Hello,
As an example, the SqueakMap checkpoints are stored as compressed text. The SqueakMap loader does something like:
contents := (self directory oldFileNamed: fname) ascii upToEnd unzipped. stream := (RWBinaryOrTextStream with: contents) reset.
With these changes, though, oldFileNamed: returns a MultiByteFileStream. Which would be OK if its converter was the Latin1TextConverter (which maps bytes to characters 1:1), but it's not. It is, instead, a UTF8TextConverter.
Same thing happens in ChangeList when trying to read a gzipped file.
zipped _ GZipReadStream on: (FileStream readOnlyFileNamed: fullName). unzipped _ ReadStream on: zipped contents asString. ChangeList browseStream: unzipped
FileStream readOnlyFileNamed: returns a MultiByteFileStream and GZipReadStream fails.
You can always specify your converter. In this case, something like
contents := (self directory oldFileNamed: fname) ascii upToEnd unzipped. stream := (MultiByteBinaryOrTextStream with: contents) reset. stream converter: Latin1TextConverter new.
should do it.
This would seem to be knowledge that only the user of that file would have.
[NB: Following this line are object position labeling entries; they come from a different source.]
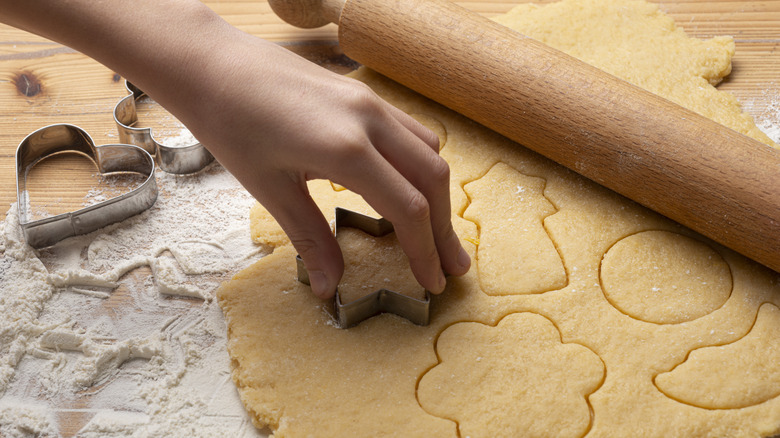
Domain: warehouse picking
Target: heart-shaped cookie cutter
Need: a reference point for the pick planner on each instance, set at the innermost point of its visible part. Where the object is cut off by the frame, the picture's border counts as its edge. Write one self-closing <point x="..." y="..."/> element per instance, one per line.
<point x="380" y="301"/>
<point x="64" y="138"/>
<point x="171" y="159"/>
And the user can specify it.
Again, the default assumption is that the String will hold text -- even though there's nothing in it yet! It seems to me that the default converter for this stream should be the Latin1TextConverter. If a particular user of a String has a need for or knowledge of a particular encoding, they can change the converter.
No. If the default is Latin1TextConverter, there would be more problems.
However, I don't think it's right to introduce new and incompatible character conversion semantics on the existing file API.
The rule of thumb is that if you open a file, you should think about it is text or binary, and if it is text, you should think about how it is interpreted.
-- Yoshiki